Activision Blizzard is best-known for its action-centric, big-budget console and PC titles. But these are very different to the role-playing and simpler puzzle web-based and mobile games its London and Stockholm-headquartered acquisition is adept at making.
On top of that, the size of the acquisition outdoes other mega-deals in an industry already susceptible to consolidation.
Other recent mergers include:
- Electronic Arts’ $750m purchase of Popcap – the Plants vs Zombies developer
- Amazon’s $970m payment of the games community Twitch
- Facebook’s $2 billion takeover of Oculus – virtual reality headset maker
- Microsoft’s $2.5 billion purchase of Mojang – the developer of Minecraft
So why the huge figure in the latest deal?
Gaming on tablets and smartphones is experiencing a growth spurt.
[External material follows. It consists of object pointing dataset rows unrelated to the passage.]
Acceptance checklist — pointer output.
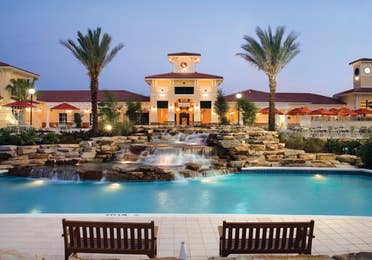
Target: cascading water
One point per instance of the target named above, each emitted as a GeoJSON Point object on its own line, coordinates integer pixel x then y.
{"type": "Point", "coordinates": [196, 138]}
{"type": "Point", "coordinates": [54, 173]}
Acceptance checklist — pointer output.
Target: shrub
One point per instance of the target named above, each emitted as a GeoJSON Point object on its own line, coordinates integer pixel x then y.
{"type": "Point", "coordinates": [292, 141]}
{"type": "Point", "coordinates": [77, 120]}
{"type": "Point", "coordinates": [314, 145]}
{"type": "Point", "coordinates": [333, 146]}
{"type": "Point", "coordinates": [123, 128]}
{"type": "Point", "coordinates": [366, 153]}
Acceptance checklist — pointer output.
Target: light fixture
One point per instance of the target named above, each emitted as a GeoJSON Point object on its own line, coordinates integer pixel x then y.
{"type": "Point", "coordinates": [31, 91]}
{"type": "Point", "coordinates": [108, 128]}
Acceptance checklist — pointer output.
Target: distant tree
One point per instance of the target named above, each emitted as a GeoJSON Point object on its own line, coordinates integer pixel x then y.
{"type": "Point", "coordinates": [270, 54]}
{"type": "Point", "coordinates": [221, 107]}
{"type": "Point", "coordinates": [247, 110]}
{"type": "Point", "coordinates": [93, 51]}
{"type": "Point", "coordinates": [134, 112]}
{"type": "Point", "coordinates": [18, 88]}
{"type": "Point", "coordinates": [109, 109]}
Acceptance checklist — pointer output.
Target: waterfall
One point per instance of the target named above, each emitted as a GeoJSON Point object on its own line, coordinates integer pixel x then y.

Newzoo, a research firm, predicts that 2015 will be the year that revenues from mobile games eclipse those of console titles, even though the latter generally cost more to purchase.
This is partly due to the fact that a lot more people own and game on tablets and handsets, but also because of King.com’s and some others’ success in persuading players to make several “in-app” purchases.
Simply put, instead of attempting to make users cough up a large amount of money to purchase access to all of a game’s content upfront, players are instead given the software for free or charged a low price but then persuaded to pay extra to add abilities, unlock levels, get other booster content and change the appearance of their character.
As many a user has learned, the cost of such virtual goods may seem cheap initially, but eventually add up.
Small sales, big names
Despite Activision Blizzard releasing dozens of titles, it has grappled to make much impact in the mobile sector.
Attempts to build on existing franchises such as Skylanders, Tony Hawk skating games and Call of Duty have had mixed success.
In contrast, King.com’s games Candy Crush Saga as well as its sequel Candy Crush Soda Saga are both inside the top six titles and have been steadily high-earners over the years.
After Candy Crush
King.com reported an admirable $490 million worth of sales and 501 million active players at the end of its most recent quarter.
However, some analysts remained concerned about its prospects.
Piers Harding-Rolls from the IHS Technology consultancy stated that its actual audience has decreased from a peak of 550 million active users. He added that he thinks it would be a challenge on what to do post-Candy Crush, something Activision has to take on.
What might cause specific concern is that approximately 40% of King.com’s revenue in the first six months of 2015 came from one title – the original Candy Crush Saga – and its earnings ability is reducing.